Der Ortsfremde, Berliner und Anfang siebzig, erreicht den Südrand von Neuruppin. Er ist zwanzig Kilometer zu Fuß gegangen und will den Bus zum Bahnhof nehmen. Und er hat Glück: Schon in ein paar Minuten geht der nächste. Die Endhaltestelle liegt vor einem Wohnheim in einem Gewerbegebiet. Es gibt einen Stopp zum Aussteigen wie für die Pause und einen zum Einsteigen. Sonst wartet noch keiner hier.
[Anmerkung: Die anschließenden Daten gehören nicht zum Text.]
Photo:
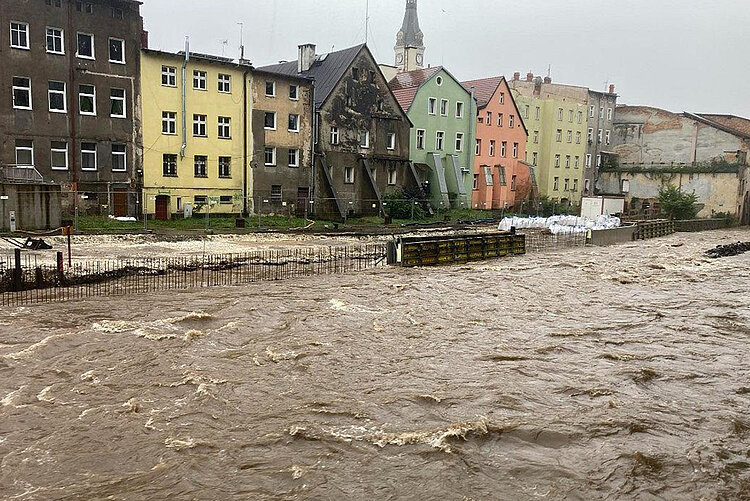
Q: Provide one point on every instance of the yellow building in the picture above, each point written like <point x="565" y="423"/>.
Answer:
<point x="196" y="134"/>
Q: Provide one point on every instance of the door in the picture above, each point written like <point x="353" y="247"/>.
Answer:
<point x="120" y="199"/>
<point x="162" y="208"/>
<point x="303" y="201"/>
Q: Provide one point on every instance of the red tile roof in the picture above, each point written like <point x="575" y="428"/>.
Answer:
<point x="484" y="89"/>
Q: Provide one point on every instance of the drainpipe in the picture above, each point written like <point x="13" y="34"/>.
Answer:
<point x="184" y="97"/>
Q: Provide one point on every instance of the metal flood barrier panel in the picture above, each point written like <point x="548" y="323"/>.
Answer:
<point x="454" y="249"/>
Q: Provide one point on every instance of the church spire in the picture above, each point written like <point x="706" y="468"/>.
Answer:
<point x="410" y="40"/>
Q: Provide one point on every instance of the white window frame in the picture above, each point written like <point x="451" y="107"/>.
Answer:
<point x="224" y="126"/>
<point x="272" y="150"/>
<point x="224" y="83"/>
<point x="93" y="100"/>
<point x="93" y="48"/>
<point x="53" y="36"/>
<point x="118" y="98"/>
<point x="96" y="160"/>
<point x="200" y="78"/>
<point x="59" y="150"/>
<point x="123" y="154"/>
<point x="169" y="118"/>
<point x="28" y="91"/>
<point x="64" y="95"/>
<point x="25" y="32"/>
<point x="109" y="50"/>
<point x="171" y="73"/>
<point x="25" y="148"/>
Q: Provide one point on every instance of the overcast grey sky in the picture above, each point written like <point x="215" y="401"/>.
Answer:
<point x="682" y="55"/>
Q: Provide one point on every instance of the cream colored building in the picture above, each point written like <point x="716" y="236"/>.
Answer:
<point x="196" y="133"/>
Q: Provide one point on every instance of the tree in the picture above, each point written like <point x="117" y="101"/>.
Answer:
<point x="677" y="204"/>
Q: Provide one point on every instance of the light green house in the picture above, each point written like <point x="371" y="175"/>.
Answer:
<point x="443" y="136"/>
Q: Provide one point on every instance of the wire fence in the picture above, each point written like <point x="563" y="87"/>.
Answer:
<point x="22" y="284"/>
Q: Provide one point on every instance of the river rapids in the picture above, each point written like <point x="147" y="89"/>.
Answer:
<point x="598" y="373"/>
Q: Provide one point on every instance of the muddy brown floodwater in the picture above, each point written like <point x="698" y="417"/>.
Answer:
<point x="598" y="373"/>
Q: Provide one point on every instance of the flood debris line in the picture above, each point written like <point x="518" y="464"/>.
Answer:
<point x="729" y="250"/>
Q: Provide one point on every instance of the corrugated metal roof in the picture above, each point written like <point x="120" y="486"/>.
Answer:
<point x="327" y="71"/>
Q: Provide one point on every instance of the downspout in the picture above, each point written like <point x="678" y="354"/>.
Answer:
<point x="184" y="97"/>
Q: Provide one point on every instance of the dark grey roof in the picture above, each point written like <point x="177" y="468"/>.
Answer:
<point x="326" y="71"/>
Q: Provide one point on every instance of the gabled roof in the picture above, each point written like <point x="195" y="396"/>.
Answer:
<point x="484" y="89"/>
<point x="327" y="70"/>
<point x="729" y="123"/>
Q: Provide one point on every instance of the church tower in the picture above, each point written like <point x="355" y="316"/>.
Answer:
<point x="410" y="41"/>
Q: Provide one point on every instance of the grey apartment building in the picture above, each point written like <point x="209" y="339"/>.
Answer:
<point x="69" y="108"/>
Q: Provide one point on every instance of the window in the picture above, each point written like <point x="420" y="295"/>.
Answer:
<point x="85" y="46"/>
<point x="420" y="139"/>
<point x="293" y="123"/>
<point x="56" y="94"/>
<point x="24" y="153"/>
<point x="225" y="167"/>
<point x="293" y="158"/>
<point x="116" y="51"/>
<point x="119" y="157"/>
<point x="88" y="156"/>
<point x="55" y="41"/>
<point x="117" y="103"/>
<point x="225" y="128"/>
<point x="169" y="76"/>
<point x="392" y="177"/>
<point x="22" y="93"/>
<point x="431" y="105"/>
<point x="59" y="155"/>
<point x="224" y="83"/>
<point x="199" y="80"/>
<point x="19" y="35"/>
<point x="87" y="99"/>
<point x="168" y="122"/>
<point x="269" y="156"/>
<point x="199" y="125"/>
<point x="169" y="165"/>
<point x="269" y="121"/>
<point x="200" y="164"/>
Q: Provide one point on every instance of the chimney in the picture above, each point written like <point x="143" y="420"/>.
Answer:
<point x="306" y="57"/>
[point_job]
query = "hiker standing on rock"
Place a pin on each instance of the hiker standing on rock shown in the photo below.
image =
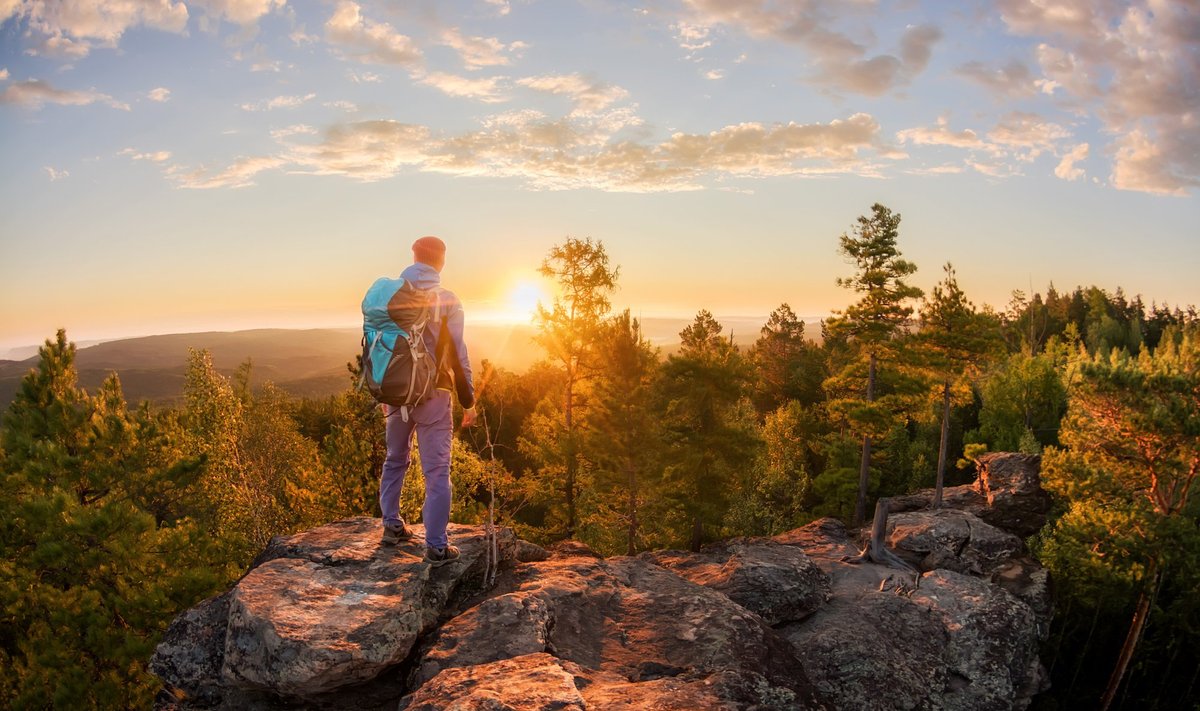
(431, 418)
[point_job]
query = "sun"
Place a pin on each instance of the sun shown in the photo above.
(522, 300)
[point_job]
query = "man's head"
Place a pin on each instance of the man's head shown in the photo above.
(430, 250)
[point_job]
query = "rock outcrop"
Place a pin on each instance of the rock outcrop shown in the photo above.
(330, 619)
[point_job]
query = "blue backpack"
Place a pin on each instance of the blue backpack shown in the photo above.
(397, 369)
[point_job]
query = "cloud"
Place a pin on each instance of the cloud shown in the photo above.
(72, 28)
(240, 174)
(369, 41)
(367, 150)
(297, 130)
(589, 95)
(480, 52)
(483, 89)
(1066, 168)
(941, 135)
(1135, 69)
(1067, 17)
(840, 63)
(35, 93)
(585, 153)
(1013, 81)
(502, 6)
(241, 12)
(157, 156)
(279, 102)
(364, 77)
(1027, 132)
(1151, 166)
(691, 36)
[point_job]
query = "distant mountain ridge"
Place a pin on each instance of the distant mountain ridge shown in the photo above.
(303, 362)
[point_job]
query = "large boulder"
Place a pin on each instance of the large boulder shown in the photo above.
(779, 583)
(951, 539)
(322, 610)
(625, 621)
(888, 639)
(993, 641)
(330, 619)
(1007, 494)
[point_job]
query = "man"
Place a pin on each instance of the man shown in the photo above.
(431, 419)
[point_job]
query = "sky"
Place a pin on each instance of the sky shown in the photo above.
(215, 165)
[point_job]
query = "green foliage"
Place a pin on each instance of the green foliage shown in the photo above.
(775, 494)
(624, 443)
(787, 366)
(97, 551)
(568, 332)
(869, 330)
(1129, 531)
(1023, 394)
(708, 432)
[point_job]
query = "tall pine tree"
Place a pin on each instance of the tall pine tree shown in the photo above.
(708, 432)
(97, 554)
(568, 332)
(870, 327)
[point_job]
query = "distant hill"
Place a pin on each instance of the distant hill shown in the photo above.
(304, 363)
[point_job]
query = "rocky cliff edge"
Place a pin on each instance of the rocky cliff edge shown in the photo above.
(330, 619)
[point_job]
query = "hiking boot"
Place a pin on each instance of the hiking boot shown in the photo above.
(441, 556)
(394, 535)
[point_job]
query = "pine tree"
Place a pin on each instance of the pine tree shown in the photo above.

Der Bus nähert sich zwei Minuten vor der Zeit. Er hat nicht beim Ausstieg gehalten, an seiner Stirnseite schon der Name der kommenden Endstation. Die Vordertür öffnet sich, der Fremde will einsteigen, die Chipkarte gezückt. Der Fahrer verwehrt es ihm: Es sei zu früh, es müsse noch etwas umgestellt werden. Der Fremde stellt sich vor der Tür rechts an. Links verlässt gerade eine junge Frau als Letzte den Bus. Der Fahrer steigt ihr rasch nach und beginnt ein Gespräch mit ihr, wohl nicht zum ersten Mal. Sie reden Englisch, es geht um den Alltag der jungen Frau. Der Kopf des Fahrers kommt ihrem sehr nahe. Er wird sie doch nicht küssen wollen? Stattdessen streckt er die Rechte vor, scheint an etwas herumzufummeln.

Jetzt trittt ein älterer Mann hinzu, jünger als der aus Berlin. Der Fahrer begrüßt ihn wie einen alten Bekannten und fragt nach Ziel und Wünschen. Es heißt: Da werden wir uns doch gleich drum kümmern … Der Fahrer kehrt in den Bus zurück, den weiteren Fahrgast im Schlepptau, auf ihn einredend. Der Berliner besteigt die kleine Treppe und bleibt weiter wartend auf der unteren Stufe stehen. Nicht schlimm, wenn einer vorgezogen wird.

Der Fahrer kennt den weiteren Ablauf schon. Der Kunde soll wieder die Münzen in die Mulde legen. Es handelt sich um achtzehn Euro sechzig, die nur in kleinen Messingmünzen bezahlt werden, lauter Zehn- und Zwanzig-Cent-Stücke. Es wird genau nachgezählt und dauert vier Minuten, bis alles erledigt ist. Inzwischen hat sich ein Jungmänner-Trio vorbeigequetscht, ihre Handys mit Apps bloß von weitem vorzeigend. Zum Auslesen werden sie zurückgerufen. Dann erst kann der noch immer Geduldige seine Chipkarte auf die Platte legen und ist in drei Sekunden durch. Der Fahrer ignoriert ihn dabei weiter. Auf dem Weg in die Mitte kommt dem Berliner noch der mit den Münzen entgegen. Weiter hinten hat es ihm nicht behagt, er sucht wieder die Fahrernähe. Man zwängt sich aneinander vorbei.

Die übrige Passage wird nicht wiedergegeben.